Peta tingkat guncangan (shake map) BMKG menunjukkan bahwa dampak gempa bumi berupa guncangan dirasakan di daerah Painan dan Padang dalam skala intensitas II SIG-BMKG atau (II-III MMI). Beberapa masyarakat telah melaporkan merasakan guncangan di Painan dan Padang.

Kepala Stasiun Geofisika Klas I Padang Panjang, Rahmat Triyono mengatakan ditinjau dari kedalaman hiposenternya, gempabumi ini merupakan gempa bumi dangkal akibat aktivitas sesar aktif mentawai.

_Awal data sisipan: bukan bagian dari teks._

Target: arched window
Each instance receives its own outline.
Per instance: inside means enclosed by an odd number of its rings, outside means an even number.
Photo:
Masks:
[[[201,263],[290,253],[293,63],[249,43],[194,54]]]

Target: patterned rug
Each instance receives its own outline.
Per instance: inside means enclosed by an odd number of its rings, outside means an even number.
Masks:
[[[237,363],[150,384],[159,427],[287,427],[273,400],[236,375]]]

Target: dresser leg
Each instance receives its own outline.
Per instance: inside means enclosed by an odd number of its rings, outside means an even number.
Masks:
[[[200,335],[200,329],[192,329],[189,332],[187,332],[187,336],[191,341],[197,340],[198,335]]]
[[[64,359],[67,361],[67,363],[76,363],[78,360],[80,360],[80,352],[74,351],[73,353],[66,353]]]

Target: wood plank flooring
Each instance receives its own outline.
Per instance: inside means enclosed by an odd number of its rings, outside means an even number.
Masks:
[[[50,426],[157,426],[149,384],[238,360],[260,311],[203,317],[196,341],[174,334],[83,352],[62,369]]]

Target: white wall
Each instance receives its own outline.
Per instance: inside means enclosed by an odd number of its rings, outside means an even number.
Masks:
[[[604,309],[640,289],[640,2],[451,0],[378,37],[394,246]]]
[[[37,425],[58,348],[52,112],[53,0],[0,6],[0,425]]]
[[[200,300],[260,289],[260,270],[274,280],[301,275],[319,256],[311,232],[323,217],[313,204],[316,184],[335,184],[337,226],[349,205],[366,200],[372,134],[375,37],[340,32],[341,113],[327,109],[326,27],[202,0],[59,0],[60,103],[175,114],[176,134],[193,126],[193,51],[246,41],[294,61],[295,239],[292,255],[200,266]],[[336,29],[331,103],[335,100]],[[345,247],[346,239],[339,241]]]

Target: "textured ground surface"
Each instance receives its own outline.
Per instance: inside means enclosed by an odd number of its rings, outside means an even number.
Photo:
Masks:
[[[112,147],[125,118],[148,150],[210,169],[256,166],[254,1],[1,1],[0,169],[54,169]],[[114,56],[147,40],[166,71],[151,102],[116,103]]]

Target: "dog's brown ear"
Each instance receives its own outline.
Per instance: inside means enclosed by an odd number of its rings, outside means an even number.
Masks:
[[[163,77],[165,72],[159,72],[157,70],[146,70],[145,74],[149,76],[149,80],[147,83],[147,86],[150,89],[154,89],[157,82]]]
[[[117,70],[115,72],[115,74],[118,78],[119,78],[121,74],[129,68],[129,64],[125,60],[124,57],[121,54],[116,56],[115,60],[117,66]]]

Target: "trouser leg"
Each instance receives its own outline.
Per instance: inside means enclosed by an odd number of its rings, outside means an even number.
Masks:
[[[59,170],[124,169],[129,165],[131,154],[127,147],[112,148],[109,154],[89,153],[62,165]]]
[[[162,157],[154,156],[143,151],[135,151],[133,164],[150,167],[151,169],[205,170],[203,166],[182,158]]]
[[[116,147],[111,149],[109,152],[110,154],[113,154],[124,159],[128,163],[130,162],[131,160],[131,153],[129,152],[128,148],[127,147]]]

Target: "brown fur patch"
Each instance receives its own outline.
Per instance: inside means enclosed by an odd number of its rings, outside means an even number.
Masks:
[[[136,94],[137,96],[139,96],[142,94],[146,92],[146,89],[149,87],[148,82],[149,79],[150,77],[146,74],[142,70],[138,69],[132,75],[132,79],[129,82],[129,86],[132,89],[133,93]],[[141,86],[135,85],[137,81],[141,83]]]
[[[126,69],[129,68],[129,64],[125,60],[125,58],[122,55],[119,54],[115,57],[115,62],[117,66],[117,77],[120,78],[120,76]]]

Analisis mekanisme sumber menunjukkan bahwa gempabumi ini dipicu penyesaran mendatar (strike slip fault).

“Mekanisme sumber ini sesuai dan relevan dengan kondisi sesar Mentawai yang memiliki pergerakan mendatar di kedalaman 18 km di daerah tersebut,” katanya dalam keterangan persnya yang diterima padangkita.com, Senin (18/12/2017).

Menurutnya, sesar Mentawai merupakan sesar aktif yang berlokasi di laut sekitar kepulauan Mentawai berjarak sekitar 150 km dari pantai barat Sumateta yang memanjang dari pulau-pulau Mentawai dari Selatan hingga ke hingga ke sekitar Utara Nias.

Historis gempa bumi merusak yang pernah terjadi pada sesar aktif mentawai yang berdekatan pada lokasi tersebut yaitu gempabumi pada tanggal 2 Juni 2016 jam 05:56:02 dengan kekuatan M=6.5 yang menimbulkan kerusakan ringan di Painan dan dirasakan di Painan, Solok, Mukomuko, dan Sikakap Kep. Mentawai IV-V MMI, Padang, dan Sipora Kep. Mentawai IV MMI, Pariaman, Agam, Batusangkar dan Padangpanjang III-IV MMI, 50 Kota, Pasaman Barat, Sijunjung, Sungai Penuh dan Kerinci III MMI, Pasaman dan Pekanbaru II-III MMI.